“Dünle beraber gitti cancağızım, ne kadar söz varsa düne ait. Şimdi yeni şeyler söylemek lazım.”
— Mevlânâ Celâleddîn-i Rûmî —
Bir arkadaşım, bazı yeniliklere atılmak için yaşının çok geç olduğunu, bu atılımları daha erken yaşlarda yapabileceğimizi ve artık kendisinden geçtiğini söylüyordu. Açıkçası, bu gerçeği olmayan duruma inanmıştı.
Oysa severek okuduğum Deepak Chopra’nın “Süper Beyin” kitabında anlatılanlara göre, insan zihni sanılandan çok daha esnek. Dr. Deepak, kitabında beynin nöroplastisite yani yeniden yapılanabilme ve öğrenme kabiliyetine sahip olduğunu vurguluyor. Bu esneklik, yaş ilerledikçe azalsa da tamamen kaybolmaz. Yani, yaşımız kaç olursa olsun; beynimiz bilgiyi işleyebilir, yeni bağlantılar kurabilir, hatta sınırlı da olsa yeni sinir hücreleri oluşturabilir.
Nuri Bilge Ceylan, Cannes Film Festivali’nde ödüller kazandığında 50’li yaşlarındaydı ve uluslararası arenada tanınan bir isim haline geldi.
Henry Ford, 1908 yılında Model T’yi yarattığında 45 yaşındaydı.
Aşık Veysel, 50’li yaşlarında büyük bir tanınırlık kazandı. Şiirleri ve türküleriyle Türkiye’nin dört bir yanında bilinir hale geldi.
Sosyal çevremde beden yaşı kaç olursa olsun, Albert Camus’ü kıskandıracak kadar hayat dolu gözleri görüyorum. Bazılarının gözlerinde yıldız var; parlıyorlar. Evet, “bu dünya geçici” diye söyleyenlerin ve dünyaya taht kuranların girdabında, gerçekten gördüğümüz bu dünya için erdemli yaşayan ve üreten gözler bunlar işte. Elbette geçici dünya; ancak, yaşayarak geçen bir dünya olması önemli.
Demek ki başarının, sanıldığı kadar yaşla ilgisi yok.
30’lu, 40’lı yaşlarında “bizden geçti artık” diyerek hayattan elini eteğini çeken kişileri gördükçe üzülüyorum.
Evet, dünya tamamıyla empirizm felsefi akımı gibi çalışmıyor olabilir. “Kazık mı çakacaksın dünyaya?” diyenler de elbet olacak; ancak bildiğiniz dünyada, dengeyi koruyarak, yılmadan devam etmek gibisi var mı?
“Karanlıklar içinde ışığa sevdalıyım, umutsuzum” diye ruhları ayrı, bedenleri ayrı yönde karamsar şekilde dona kalmışlar yok değil.

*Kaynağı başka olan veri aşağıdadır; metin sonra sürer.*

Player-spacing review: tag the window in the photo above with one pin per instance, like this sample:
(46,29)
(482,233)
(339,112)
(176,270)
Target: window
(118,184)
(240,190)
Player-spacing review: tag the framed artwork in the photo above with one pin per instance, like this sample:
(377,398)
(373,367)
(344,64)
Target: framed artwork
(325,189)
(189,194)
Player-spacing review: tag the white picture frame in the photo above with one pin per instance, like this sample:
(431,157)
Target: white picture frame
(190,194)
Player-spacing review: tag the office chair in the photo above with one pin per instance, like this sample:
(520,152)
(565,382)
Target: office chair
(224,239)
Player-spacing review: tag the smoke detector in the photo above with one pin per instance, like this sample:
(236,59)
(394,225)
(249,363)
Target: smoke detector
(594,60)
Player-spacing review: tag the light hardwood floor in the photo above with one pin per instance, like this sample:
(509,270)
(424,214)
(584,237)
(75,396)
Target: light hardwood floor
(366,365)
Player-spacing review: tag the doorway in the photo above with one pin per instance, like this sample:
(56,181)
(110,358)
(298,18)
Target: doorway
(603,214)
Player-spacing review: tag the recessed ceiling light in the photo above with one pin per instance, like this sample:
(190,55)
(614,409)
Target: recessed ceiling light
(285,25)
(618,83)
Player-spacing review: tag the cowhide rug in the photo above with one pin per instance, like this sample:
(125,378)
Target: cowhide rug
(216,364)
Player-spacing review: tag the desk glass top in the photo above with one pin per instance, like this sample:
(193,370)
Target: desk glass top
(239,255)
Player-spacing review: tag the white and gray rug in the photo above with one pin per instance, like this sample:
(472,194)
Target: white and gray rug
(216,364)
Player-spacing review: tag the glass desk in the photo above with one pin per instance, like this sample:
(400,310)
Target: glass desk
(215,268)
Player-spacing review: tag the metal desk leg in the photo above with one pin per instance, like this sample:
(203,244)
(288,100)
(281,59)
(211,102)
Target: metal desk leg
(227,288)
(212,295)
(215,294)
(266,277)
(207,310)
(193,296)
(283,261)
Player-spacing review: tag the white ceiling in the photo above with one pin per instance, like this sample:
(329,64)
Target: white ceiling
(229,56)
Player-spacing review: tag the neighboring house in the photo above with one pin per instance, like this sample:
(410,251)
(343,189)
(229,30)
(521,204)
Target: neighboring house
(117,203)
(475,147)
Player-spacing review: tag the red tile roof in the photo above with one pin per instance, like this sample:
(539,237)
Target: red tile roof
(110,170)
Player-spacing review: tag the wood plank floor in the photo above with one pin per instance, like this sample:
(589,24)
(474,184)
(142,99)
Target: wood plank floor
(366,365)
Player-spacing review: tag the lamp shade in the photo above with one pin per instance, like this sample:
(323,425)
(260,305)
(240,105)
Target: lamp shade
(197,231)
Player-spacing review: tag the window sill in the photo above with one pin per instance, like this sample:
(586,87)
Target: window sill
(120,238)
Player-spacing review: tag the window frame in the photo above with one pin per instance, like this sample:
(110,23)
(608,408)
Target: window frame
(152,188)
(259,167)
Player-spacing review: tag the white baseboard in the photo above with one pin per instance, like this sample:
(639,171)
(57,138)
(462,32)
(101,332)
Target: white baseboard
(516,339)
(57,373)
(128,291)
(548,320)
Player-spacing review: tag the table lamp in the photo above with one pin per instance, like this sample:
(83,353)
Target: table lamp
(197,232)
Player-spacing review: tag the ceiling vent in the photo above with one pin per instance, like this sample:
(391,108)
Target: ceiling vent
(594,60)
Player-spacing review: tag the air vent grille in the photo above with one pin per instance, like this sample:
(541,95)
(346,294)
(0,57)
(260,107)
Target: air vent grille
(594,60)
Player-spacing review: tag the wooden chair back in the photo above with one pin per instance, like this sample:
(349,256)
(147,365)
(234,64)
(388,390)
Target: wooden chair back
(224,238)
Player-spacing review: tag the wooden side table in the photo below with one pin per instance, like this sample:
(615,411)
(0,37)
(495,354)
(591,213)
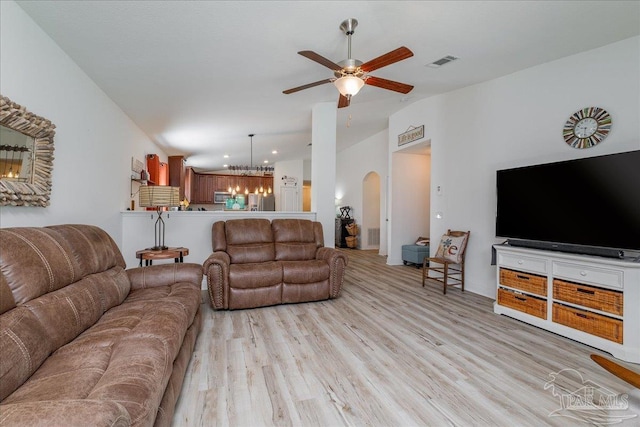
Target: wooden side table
(148,255)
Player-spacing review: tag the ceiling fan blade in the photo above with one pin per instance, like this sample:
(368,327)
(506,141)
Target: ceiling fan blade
(307,86)
(387,59)
(388,84)
(320,60)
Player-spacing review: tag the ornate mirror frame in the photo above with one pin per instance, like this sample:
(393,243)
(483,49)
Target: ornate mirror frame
(37,191)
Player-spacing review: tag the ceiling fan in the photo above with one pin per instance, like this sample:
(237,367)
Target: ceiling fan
(351,74)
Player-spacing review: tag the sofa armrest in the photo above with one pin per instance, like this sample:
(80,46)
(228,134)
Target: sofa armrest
(216,268)
(69,413)
(165,275)
(337,264)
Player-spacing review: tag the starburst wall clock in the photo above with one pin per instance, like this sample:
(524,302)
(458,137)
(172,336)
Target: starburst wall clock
(587,127)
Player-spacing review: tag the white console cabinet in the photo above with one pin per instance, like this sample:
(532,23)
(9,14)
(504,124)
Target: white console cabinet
(589,299)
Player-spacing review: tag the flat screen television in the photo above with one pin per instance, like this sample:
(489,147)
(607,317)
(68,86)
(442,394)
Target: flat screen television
(588,206)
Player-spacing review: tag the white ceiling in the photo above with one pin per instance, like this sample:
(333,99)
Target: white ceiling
(199,76)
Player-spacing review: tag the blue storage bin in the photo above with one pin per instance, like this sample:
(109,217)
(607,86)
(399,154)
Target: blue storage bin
(414,254)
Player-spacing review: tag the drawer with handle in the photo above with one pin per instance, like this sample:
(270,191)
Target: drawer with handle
(524,303)
(586,321)
(524,281)
(589,296)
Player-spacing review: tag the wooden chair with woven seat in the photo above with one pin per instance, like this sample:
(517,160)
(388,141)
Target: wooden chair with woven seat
(448,263)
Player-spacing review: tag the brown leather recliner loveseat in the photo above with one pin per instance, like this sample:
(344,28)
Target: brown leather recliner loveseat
(257,263)
(84,342)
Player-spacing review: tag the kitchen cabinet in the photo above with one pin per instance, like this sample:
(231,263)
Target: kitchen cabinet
(204,185)
(177,173)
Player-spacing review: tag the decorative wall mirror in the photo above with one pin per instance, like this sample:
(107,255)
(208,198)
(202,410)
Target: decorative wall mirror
(26,156)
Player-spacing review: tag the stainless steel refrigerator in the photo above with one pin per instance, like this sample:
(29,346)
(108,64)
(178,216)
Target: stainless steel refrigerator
(267,203)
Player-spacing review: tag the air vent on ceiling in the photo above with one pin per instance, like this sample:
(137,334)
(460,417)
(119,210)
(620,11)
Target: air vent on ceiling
(440,62)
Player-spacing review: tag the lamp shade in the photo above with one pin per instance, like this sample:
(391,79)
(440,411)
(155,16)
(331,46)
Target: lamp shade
(349,85)
(159,195)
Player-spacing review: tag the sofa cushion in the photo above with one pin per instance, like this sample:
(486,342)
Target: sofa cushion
(295,239)
(126,357)
(57,256)
(310,271)
(251,276)
(249,240)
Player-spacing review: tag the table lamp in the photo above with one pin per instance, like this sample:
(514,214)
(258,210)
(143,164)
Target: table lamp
(159,197)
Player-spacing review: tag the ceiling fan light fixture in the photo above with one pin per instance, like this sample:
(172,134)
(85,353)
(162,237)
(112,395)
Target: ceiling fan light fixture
(349,85)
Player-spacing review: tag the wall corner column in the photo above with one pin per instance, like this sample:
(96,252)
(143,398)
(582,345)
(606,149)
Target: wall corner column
(323,167)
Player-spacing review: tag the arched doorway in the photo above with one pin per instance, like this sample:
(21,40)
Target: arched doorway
(370,230)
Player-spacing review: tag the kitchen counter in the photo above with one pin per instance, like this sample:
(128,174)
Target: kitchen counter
(191,229)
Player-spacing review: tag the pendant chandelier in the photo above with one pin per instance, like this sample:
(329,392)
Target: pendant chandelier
(250,168)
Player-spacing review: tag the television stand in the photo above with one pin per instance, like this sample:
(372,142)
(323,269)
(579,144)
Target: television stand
(566,247)
(589,299)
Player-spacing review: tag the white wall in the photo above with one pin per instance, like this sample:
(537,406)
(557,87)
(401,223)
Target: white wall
(517,120)
(290,168)
(94,139)
(371,155)
(408,202)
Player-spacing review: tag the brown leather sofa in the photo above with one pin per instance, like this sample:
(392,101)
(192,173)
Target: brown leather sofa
(257,263)
(84,342)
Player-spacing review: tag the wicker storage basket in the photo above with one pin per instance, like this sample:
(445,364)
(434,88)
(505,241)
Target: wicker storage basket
(589,296)
(521,302)
(591,323)
(352,229)
(524,281)
(352,241)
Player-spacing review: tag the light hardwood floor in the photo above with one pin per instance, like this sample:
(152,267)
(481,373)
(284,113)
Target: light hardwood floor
(386,353)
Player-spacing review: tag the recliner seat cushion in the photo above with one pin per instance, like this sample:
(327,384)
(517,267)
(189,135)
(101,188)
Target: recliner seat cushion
(294,239)
(249,241)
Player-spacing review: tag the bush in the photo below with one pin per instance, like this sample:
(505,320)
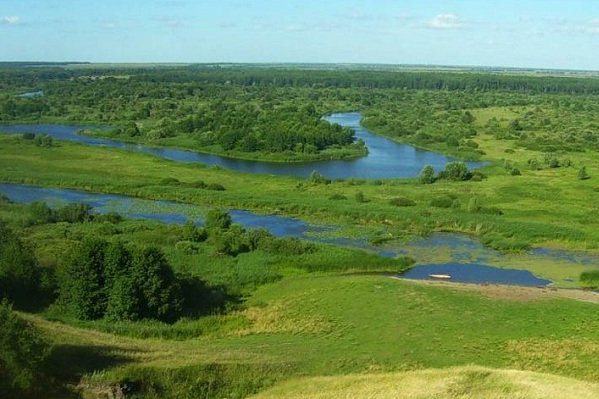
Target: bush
(455,171)
(589,279)
(402,202)
(167,181)
(445,201)
(337,197)
(19,274)
(318,178)
(22,353)
(515,172)
(199,184)
(427,175)
(217,219)
(215,187)
(360,198)
(582,173)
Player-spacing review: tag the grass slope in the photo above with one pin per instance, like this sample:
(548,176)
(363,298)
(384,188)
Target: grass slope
(316,326)
(469,382)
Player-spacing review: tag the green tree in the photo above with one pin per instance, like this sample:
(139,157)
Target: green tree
(82,280)
(218,219)
(427,175)
(455,171)
(22,353)
(468,118)
(582,173)
(19,274)
(359,196)
(156,292)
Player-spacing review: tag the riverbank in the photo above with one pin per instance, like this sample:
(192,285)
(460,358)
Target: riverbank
(513,292)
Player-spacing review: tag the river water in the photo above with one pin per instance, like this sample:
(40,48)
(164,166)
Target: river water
(463,269)
(386,159)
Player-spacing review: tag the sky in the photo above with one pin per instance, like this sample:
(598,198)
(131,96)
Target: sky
(555,34)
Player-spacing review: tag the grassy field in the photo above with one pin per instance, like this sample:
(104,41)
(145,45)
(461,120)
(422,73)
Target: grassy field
(346,325)
(468,382)
(546,208)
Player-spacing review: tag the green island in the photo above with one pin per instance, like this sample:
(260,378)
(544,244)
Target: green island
(97,305)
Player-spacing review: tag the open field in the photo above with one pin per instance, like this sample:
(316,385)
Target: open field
(469,382)
(343,325)
(316,314)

Öyle olmakta haksız da değiller. Ama işte hayat dediğin senfoni devam ediyor. Her yaşta devam ediyor hem de. Önemli olan, karamsarlık fırtınasına yakalansan bile sakin kalabilmek. Bir tanıdığım şöyle demişti: “Rüzgar var, fırtına var, ben bıraktım teknemi, su nereye götürürse…” Nereye götürebilir ki?

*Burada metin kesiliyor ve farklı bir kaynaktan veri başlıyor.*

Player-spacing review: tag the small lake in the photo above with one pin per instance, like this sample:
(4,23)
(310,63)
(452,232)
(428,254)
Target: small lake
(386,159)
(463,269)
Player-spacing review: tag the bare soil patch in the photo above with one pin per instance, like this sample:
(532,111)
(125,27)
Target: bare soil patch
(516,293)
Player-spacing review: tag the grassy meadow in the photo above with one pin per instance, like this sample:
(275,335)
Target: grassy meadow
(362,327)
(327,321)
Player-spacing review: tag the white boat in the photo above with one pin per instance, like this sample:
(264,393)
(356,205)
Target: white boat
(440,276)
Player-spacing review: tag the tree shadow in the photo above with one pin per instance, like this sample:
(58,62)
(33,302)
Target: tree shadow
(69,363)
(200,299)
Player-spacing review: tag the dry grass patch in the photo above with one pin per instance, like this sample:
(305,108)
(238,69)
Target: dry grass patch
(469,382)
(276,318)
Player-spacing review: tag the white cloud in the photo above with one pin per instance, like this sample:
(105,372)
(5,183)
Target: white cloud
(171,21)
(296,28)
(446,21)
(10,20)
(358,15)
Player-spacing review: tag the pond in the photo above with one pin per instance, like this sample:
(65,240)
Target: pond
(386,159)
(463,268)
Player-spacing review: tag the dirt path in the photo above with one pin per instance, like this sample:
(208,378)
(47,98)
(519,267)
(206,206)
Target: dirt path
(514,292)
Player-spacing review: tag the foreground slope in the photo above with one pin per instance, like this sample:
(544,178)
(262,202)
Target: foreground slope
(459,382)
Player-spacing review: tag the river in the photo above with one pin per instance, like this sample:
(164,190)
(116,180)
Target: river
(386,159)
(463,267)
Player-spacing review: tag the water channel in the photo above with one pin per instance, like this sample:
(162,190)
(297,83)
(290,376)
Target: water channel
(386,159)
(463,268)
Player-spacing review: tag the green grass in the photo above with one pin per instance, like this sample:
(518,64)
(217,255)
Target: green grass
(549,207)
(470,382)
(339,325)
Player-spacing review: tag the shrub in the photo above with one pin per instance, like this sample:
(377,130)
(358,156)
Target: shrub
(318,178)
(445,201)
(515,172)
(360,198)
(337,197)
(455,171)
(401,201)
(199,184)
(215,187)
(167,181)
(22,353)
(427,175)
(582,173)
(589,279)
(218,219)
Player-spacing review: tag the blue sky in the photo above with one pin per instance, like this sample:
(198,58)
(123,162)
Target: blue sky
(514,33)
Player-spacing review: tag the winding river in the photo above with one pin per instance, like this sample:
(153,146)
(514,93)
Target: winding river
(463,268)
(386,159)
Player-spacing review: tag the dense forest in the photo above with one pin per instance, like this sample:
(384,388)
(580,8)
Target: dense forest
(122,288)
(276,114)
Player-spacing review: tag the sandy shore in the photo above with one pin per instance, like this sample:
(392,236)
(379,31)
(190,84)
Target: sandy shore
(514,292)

Hafta sonu, her yaşta üretmenin ve öğrenmenin mümkün olduğuna inanan bir toplulukla Çanakkale’deydim. Yaptığımız bu anlamlı ziyarette, Assos’un taşlı yollarında, bastonlarıyla yürüyenlerin inadını; bilgiye, tarihe, sohbete duyulan iştahı gördüm. Yaş, sadece bir sayıydı. Terler içinde de olsa kimse geri dönmedi. Belki de tam bu yüzden bir kez daha inandım: yaş almak, durmak anlamına gelmiyor. Tam aksine, yaş aldıkça bazı yürüyüşler daha anlamlı hale geliyor.
Sonuç olarak, başarıyı sadece genç yaşlara özgü bir şey olarak görmek, kendimize koyduğumuz bir sınırdan ibarettir.
Siz de yaşınız ne olursa olsun, hangi alanda yeniliklere atılmayı düşünüyorsunuz?